I wanted to test out if the Ansible Role was complex for a specific reason or simply if the NFVIS API required it to be that way, so I tested out a few things myself. I have included comments to describe what I’m testing in the below output.

import json

# A new dictionary representing a new IP receivel ACL entry I want to add
new_entry = {'settings': {'ip-receive-acls': {'ip-receive-acl': [{'priority': 10, 'action': 'accept', 'source': '10.4.4.40/32', 'service': ['https', 'icmp', 'scpd', 'snmp', 'ssh']}]}}}

# The API requires we send it data in JSON or XML. I chose JSON
# json.dumps() converts our Python dict into a JSON string
json_entry = json.dumps(new_entry)

# Now to HTTP PUT the data to the server
PATH = '/api/config/system/settings'
url = urljoin(BASE_URL, PATH)

resp = requests.put(
    url,
    headers=headers,
    verify=False,
    timeout=20,
    auth=HTTPBasicAuth(username, password),
    data=json_entry
)

# Looking at the response status code we got a 400 and an error:
>>> resp.status_code
400
>>> resp.json()
{'errors': {'error': [{'error-message': 'unknown element: settings in /system:system/system:settings/system:settings', 'error-urlpath': '/api/config/system/settings', 'error-tag': 'malformed-message'}]}}

# So we need to include mandatory fields, lets try this instead
new_entry = {'system:settings': {'wan': {'vlan': 10, 'ip': {'netmask': '255.255.255.252', 'address': '192.168.1.1'}}, 'default-gw': '10.1.1.1', 'hostname': 'ENCS-WAN1', 'cimc-access': 'enable', 'ip-receive-acls': {'ip-receive-acl': [{'priority': 0, 'action': 'accept', 'source': '0.0.0.0/0', 'service': ['https', 'icmp', 'snmp', 'ssh'{'priority': 10, 'action': 'accept', 'source': '10.4.4.40/32', 'service': ['https', 'icmp', 'scpd', 'snmp', 'ssh']}]}, 'mgmt': {'ip': {'netmask': '255.255.255.0', 'address': '10.1.1.2'}}, 'logging': {'host': [{'host': '10.3.3.30'}], 'severity': 'informational'}}}
json_entry = json.dumps(new_entry)
resp = requests.put(
    url,
    headers=headers,
    verify=False,
    timeout=20,
    auth=HTTPBasicAuth(username, password),
    data=json_entry
)
>>> resp.status_code
200

After sending the HTTP PUT when testing this out I actually received a timeout exception.
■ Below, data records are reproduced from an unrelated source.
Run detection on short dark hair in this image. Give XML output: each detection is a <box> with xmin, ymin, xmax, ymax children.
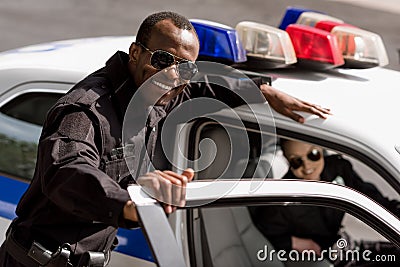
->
<box><xmin>136</xmin><ymin>11</ymin><xmax>193</xmax><ymax>45</ymax></box>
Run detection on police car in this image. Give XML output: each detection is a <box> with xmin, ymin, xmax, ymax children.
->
<box><xmin>0</xmin><ymin>8</ymin><xmax>400</xmax><ymax>267</ymax></box>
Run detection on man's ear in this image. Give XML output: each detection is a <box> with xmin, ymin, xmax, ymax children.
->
<box><xmin>129</xmin><ymin>42</ymin><xmax>140</xmax><ymax>62</ymax></box>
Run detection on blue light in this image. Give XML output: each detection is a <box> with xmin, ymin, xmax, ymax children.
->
<box><xmin>279</xmin><ymin>6</ymin><xmax>322</xmax><ymax>30</ymax></box>
<box><xmin>190</xmin><ymin>20</ymin><xmax>247</xmax><ymax>63</ymax></box>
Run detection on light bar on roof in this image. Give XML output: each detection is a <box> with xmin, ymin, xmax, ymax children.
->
<box><xmin>190</xmin><ymin>19</ymin><xmax>247</xmax><ymax>63</ymax></box>
<box><xmin>236</xmin><ymin>21</ymin><xmax>297</xmax><ymax>68</ymax></box>
<box><xmin>279</xmin><ymin>6</ymin><xmax>321</xmax><ymax>30</ymax></box>
<box><xmin>296</xmin><ymin>12</ymin><xmax>344</xmax><ymax>27</ymax></box>
<box><xmin>286</xmin><ymin>24</ymin><xmax>344</xmax><ymax>69</ymax></box>
<box><xmin>331</xmin><ymin>26</ymin><xmax>389</xmax><ymax>68</ymax></box>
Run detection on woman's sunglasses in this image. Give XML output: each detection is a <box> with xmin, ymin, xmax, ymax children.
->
<box><xmin>136</xmin><ymin>42</ymin><xmax>198</xmax><ymax>81</ymax></box>
<box><xmin>289</xmin><ymin>148</ymin><xmax>322</xmax><ymax>170</ymax></box>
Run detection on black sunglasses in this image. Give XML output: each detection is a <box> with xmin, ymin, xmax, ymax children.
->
<box><xmin>136</xmin><ymin>42</ymin><xmax>198</xmax><ymax>81</ymax></box>
<box><xmin>289</xmin><ymin>148</ymin><xmax>322</xmax><ymax>170</ymax></box>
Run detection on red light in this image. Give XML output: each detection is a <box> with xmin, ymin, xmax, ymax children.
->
<box><xmin>286</xmin><ymin>24</ymin><xmax>344</xmax><ymax>67</ymax></box>
<box><xmin>315</xmin><ymin>20</ymin><xmax>355</xmax><ymax>32</ymax></box>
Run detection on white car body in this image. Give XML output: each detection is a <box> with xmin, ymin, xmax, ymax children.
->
<box><xmin>0</xmin><ymin>36</ymin><xmax>400</xmax><ymax>266</ymax></box>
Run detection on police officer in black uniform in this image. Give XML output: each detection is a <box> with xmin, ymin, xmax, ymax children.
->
<box><xmin>0</xmin><ymin>12</ymin><xmax>329</xmax><ymax>267</ymax></box>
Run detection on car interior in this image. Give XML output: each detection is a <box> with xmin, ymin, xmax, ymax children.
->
<box><xmin>189</xmin><ymin>124</ymin><xmax>398</xmax><ymax>267</ymax></box>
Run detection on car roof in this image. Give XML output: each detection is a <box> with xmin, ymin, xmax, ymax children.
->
<box><xmin>0</xmin><ymin>36</ymin><xmax>135</xmax><ymax>74</ymax></box>
<box><xmin>0</xmin><ymin>36</ymin><xmax>400</xmax><ymax>174</ymax></box>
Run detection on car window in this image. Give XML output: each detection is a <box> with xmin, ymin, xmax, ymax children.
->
<box><xmin>0</xmin><ymin>92</ymin><xmax>61</xmax><ymax>180</ymax></box>
<box><xmin>192</xmin><ymin>204</ymin><xmax>400</xmax><ymax>267</ymax></box>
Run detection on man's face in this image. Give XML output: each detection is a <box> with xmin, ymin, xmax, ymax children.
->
<box><xmin>283</xmin><ymin>141</ymin><xmax>324</xmax><ymax>181</ymax></box>
<box><xmin>129</xmin><ymin>20</ymin><xmax>199</xmax><ymax>105</ymax></box>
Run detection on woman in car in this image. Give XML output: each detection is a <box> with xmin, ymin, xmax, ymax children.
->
<box><xmin>251</xmin><ymin>139</ymin><xmax>400</xmax><ymax>255</ymax></box>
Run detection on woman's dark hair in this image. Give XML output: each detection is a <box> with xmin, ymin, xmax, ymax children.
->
<box><xmin>136</xmin><ymin>11</ymin><xmax>193</xmax><ymax>45</ymax></box>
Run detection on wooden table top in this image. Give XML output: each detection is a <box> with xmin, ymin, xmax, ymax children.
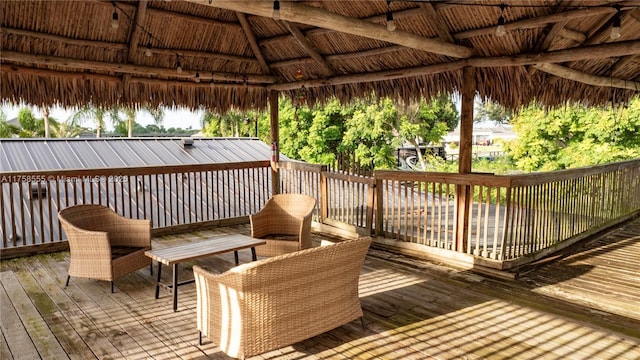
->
<box><xmin>144</xmin><ymin>234</ymin><xmax>267</xmax><ymax>265</ymax></box>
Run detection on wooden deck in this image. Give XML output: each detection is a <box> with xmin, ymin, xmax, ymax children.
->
<box><xmin>0</xmin><ymin>219</ymin><xmax>640</xmax><ymax>360</ymax></box>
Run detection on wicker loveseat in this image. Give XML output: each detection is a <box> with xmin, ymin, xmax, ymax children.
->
<box><xmin>193</xmin><ymin>237</ymin><xmax>371</xmax><ymax>358</ymax></box>
<box><xmin>58</xmin><ymin>204</ymin><xmax>151</xmax><ymax>292</ymax></box>
<box><xmin>249</xmin><ymin>194</ymin><xmax>316</xmax><ymax>256</ymax></box>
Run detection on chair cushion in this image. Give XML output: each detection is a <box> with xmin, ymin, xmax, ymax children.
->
<box><xmin>111</xmin><ymin>246</ymin><xmax>144</xmax><ymax>260</ymax></box>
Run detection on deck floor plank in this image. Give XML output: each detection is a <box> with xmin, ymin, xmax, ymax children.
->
<box><xmin>0</xmin><ymin>220</ymin><xmax>640</xmax><ymax>360</ymax></box>
<box><xmin>0</xmin><ymin>328</ymin><xmax>13</xmax><ymax>360</ymax></box>
<box><xmin>38</xmin><ymin>256</ymin><xmax>132</xmax><ymax>359</ymax></box>
<box><xmin>17</xmin><ymin>263</ymin><xmax>95</xmax><ymax>359</ymax></box>
<box><xmin>0</xmin><ymin>272</ymin><xmax>69</xmax><ymax>359</ymax></box>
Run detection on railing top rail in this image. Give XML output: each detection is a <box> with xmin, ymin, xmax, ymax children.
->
<box><xmin>509</xmin><ymin>159</ymin><xmax>640</xmax><ymax>186</ymax></box>
<box><xmin>278</xmin><ymin>160</ymin><xmax>327</xmax><ymax>173</ymax></box>
<box><xmin>374</xmin><ymin>170</ymin><xmax>511</xmax><ymax>187</ymax></box>
<box><xmin>0</xmin><ymin>160</ymin><xmax>269</xmax><ymax>182</ymax></box>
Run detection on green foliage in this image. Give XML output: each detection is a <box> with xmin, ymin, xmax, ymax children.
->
<box><xmin>473</xmin><ymin>100</ymin><xmax>514</xmax><ymax>124</ymax></box>
<box><xmin>200</xmin><ymin>110</ymin><xmax>269</xmax><ymax>137</ymax></box>
<box><xmin>506</xmin><ymin>97</ymin><xmax>640</xmax><ymax>171</ymax></box>
<box><xmin>339</xmin><ymin>98</ymin><xmax>398</xmax><ymax>169</ymax></box>
<box><xmin>0</xmin><ymin>110</ymin><xmax>20</xmax><ymax>138</ymax></box>
<box><xmin>394</xmin><ymin>94</ymin><xmax>459</xmax><ymax>169</ymax></box>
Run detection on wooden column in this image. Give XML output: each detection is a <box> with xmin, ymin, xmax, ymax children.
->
<box><xmin>269</xmin><ymin>90</ymin><xmax>280</xmax><ymax>195</ymax></box>
<box><xmin>456</xmin><ymin>67</ymin><xmax>476</xmax><ymax>252</ymax></box>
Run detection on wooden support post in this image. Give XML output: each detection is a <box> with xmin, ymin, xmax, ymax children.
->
<box><xmin>455</xmin><ymin>67</ymin><xmax>476</xmax><ymax>253</ymax></box>
<box><xmin>374</xmin><ymin>177</ymin><xmax>384</xmax><ymax>236</ymax></box>
<box><xmin>269</xmin><ymin>91</ymin><xmax>280</xmax><ymax>195</ymax></box>
<box><xmin>320</xmin><ymin>165</ymin><xmax>329</xmax><ymax>224</ymax></box>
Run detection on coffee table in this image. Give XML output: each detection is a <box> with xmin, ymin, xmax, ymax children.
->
<box><xmin>144</xmin><ymin>234</ymin><xmax>267</xmax><ymax>311</ymax></box>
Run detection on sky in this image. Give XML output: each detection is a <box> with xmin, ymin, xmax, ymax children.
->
<box><xmin>0</xmin><ymin>104</ymin><xmax>203</xmax><ymax>130</ymax></box>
Make sure you include the timeout=20 parameter in your Requests call. This is because the Cisco NFVIS platform needs to commit the change that you sent to it and this seems to take a long time.

The difficult with the working solution above is:

  1. You need to redefine the already existing ACL entry for 0.0.0.0/0, but you don’t actually know how it was configured because you can’t see that in the original HTTP GET request
  2. If you forget to include all previous entries, they are actually removed from the configuration so you have the ability to cause an impact

The only way I can see this being effective is if you are doing something close to Infrastructure as Code (IAC) and have a template of what IP receivel ACL entries should already exist stored in version control. Then if you are simply adding a new entry to all devices you can update your IAC and pull from that template to be deployed to your device. Still though, there are the mandatory fields that need to be included in the HTTP PUT such as the hostname, default-gw and management IP and netmask.

Closing Words

My experience so far with the NFVIS API for data gathering and reporting has been a positive one. I can’t say the same about making configuration changes via the API though. I’m still exploring the API and trying to find a more reasonable way to make configuration changes, as well as automating the deployment of new image files using SCP and registering those images via the API. Once I have experimented with this further I’ll post about it with my experience!